O sistema endócrino é muito mais lento, sendo destinado a regular o metabolismo
do corpo e outras funções durante um período de minutos e dias. Os sistemas
endócrino e nervoso estão ligados e ambos se conectam aos cakras para um controle mais completo de todo o sistema. Um aumento
de prāṇa no corpo ajuda a
reequilibrar a interação neuro-endócrina que, por sua vez, estimula os órgãos
do corpo a funcionar mais eficientemente. Este é um processo delicado e exige o
toque do mestre.
Tenha
em mente que a kuṇḍalinī não é apenas
energia no sistema nervoso; ela é a soma total da energia cósmica. Esta energia
é transmitida através do sistema nervoso. Assim você pode imaginar o quão forte
precisa estar para lidar com essa força. O despertar da kuṇḍalinī é como estar sentado em cima da explosão de uma bomba
atômica.
O terceiro olho
O ājñā-cakra está situado no
centro da sobrancelha. Seu correlato físico é a glândula pineal. Quando este cakra começa a funcionar, através de
práticas como mūla-bandha, śāmbhavī-mudrā, meditação e assim por diante, visões internas
acontecem. Esta é a abertura do terceiro olho, o olho da intuição.
Eventualmente, quando o ājñā é aberto completamente,
você recebe visões do cakra em si
mesmo como um círculo com o símbolo auṃ
no centro e duas pétalas de cor fumaça-acinzentada de cada lado. Para que as
duas pétalas apareçam, os dois lados do cérebro devem estar funcionando e
cooperando um com o outro em um relacionamento ideal. O símbolo aparece quando
o cérebro e a mente estão integrados, bem como o sistema nervoso e as funções
corporais estão equilibrados.
Dentro
de cada lado do cérebro existe uma cavidade preenchida por um líquido. Essa
cavidade é chamada de ventrículo. Quando o cérebro é visto de frente, esses
ventrículos se parecem com as duas pétalas do ājñā-cakra. Seu fluido é de uma
cor esfumaçada. A glândula pineal está no centro da cabeça e é representada
pelo círculo central do cakra.
É assim
que o ājñā-cakra, o receptor da intuição e as instruções da mais elevada
consciência, se manifesta no nível físico. As duas pétalas são os ventrículos
contendo o líquido cefalorraquidiano e o auṃ
no centro é a glândula pineal. Quando abrimos o nosso terceiro olho através do kuṇḍalinī-yoga, começamos a perceber as coisas em um nível psíquico. Por
conta dos planos psíquico e físico estarem intimamente relacionados, a forma
mental é um reflexo da matéria física.
Através
das práticas do Yoga você pode
despertar o terceiro olho, afetando assim o correcto funcionamento e integração
do complexo hipófise-pineal no cérebro. Quando isso ocorre, todo o complexo
mente-corpo se torna mais saudável, pois você passa a controlar conscientemente
o sistema nervoso e secreções hormonais.
Viajando através do
décimo portal
Durante
a última fase do despertar da kuṇḍalinī,
o aspirante vai do ājñā ao sahasrāra, logo acima da
cabeça. Esta é a fase mais difícil do Yoga
e exige a orientação de um guru para que a jornada ocorra com sucesso através
do labirinto. O aspirante deve viajar a partir da glândula pineal através do
labirinto de quinze bilhões de neurônios para ter acesso ao sulco central, o
espaço entre os dois lados do cérebro. Em seguida, ele viaja através do fluido
no sulco e perfura o topo do crânio para atingir o sahasrāra.
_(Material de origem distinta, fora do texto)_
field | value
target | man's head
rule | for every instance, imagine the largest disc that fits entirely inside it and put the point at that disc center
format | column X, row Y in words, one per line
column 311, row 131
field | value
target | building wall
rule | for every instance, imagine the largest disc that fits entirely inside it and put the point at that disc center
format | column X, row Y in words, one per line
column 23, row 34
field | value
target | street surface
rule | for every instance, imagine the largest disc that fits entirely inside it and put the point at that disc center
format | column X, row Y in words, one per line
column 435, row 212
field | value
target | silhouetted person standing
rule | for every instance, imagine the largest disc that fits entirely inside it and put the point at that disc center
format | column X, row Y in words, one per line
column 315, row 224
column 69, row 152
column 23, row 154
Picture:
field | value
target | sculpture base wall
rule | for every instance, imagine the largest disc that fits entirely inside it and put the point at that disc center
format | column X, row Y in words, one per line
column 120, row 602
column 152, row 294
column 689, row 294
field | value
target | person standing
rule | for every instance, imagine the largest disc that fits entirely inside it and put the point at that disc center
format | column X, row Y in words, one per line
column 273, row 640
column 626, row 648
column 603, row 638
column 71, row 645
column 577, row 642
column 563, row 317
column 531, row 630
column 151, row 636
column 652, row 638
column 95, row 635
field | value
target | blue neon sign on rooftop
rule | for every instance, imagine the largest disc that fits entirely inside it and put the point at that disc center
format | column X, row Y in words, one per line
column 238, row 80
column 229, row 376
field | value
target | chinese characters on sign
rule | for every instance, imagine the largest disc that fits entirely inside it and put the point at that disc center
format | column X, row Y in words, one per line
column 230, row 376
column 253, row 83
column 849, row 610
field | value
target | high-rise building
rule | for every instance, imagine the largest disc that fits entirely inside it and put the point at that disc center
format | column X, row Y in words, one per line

Algumas escolas
de Yoga afirmam que o crânio, na
verdade, se abre e quando isso ocorre, o yogī
pode deixar seu corpo a qualquer momento que desejar. Ele não é mais dependente
do corpo físico e órgãos dos sentidos para manter a consciência.
Técnicas
Todas
as técnicas do Yoga fazem parte da kuṇḍalinī-terapia, o caminho para uma saúde perfeita, desde o mais simples āsana. Algumas técnicas, no entanto, são
mais diretas do que outras.
Āsanas como padmāsana e siddhāsana criam circuitos magnéticos que se concentram mais
especificamente na coluna vertebral. Āsanas
e prāṇāyāmas removem obstruções ao
fluxo da consciência através das nāḍīs.
Bandhas como jālaṃdhara-bandha (trava da
garganta), uḍḍīyāna-bandha (trava do umbigo) e mūla-bandha (trava do períneo)
são métodos poderosos para estimular as glândulas endócrinas e os cakras. Eles liberam grandes quantidades
de energia.
Mudrās, gestos ou
símbolos arquetípicos com significados profundos, são métodos para controlar o
fluxo de energia. Através das mudrās
podemos controlar a quantidade de energia que entra no corpo e nos tornar mais conscientes
das energias internas como prāṇas e vāyus.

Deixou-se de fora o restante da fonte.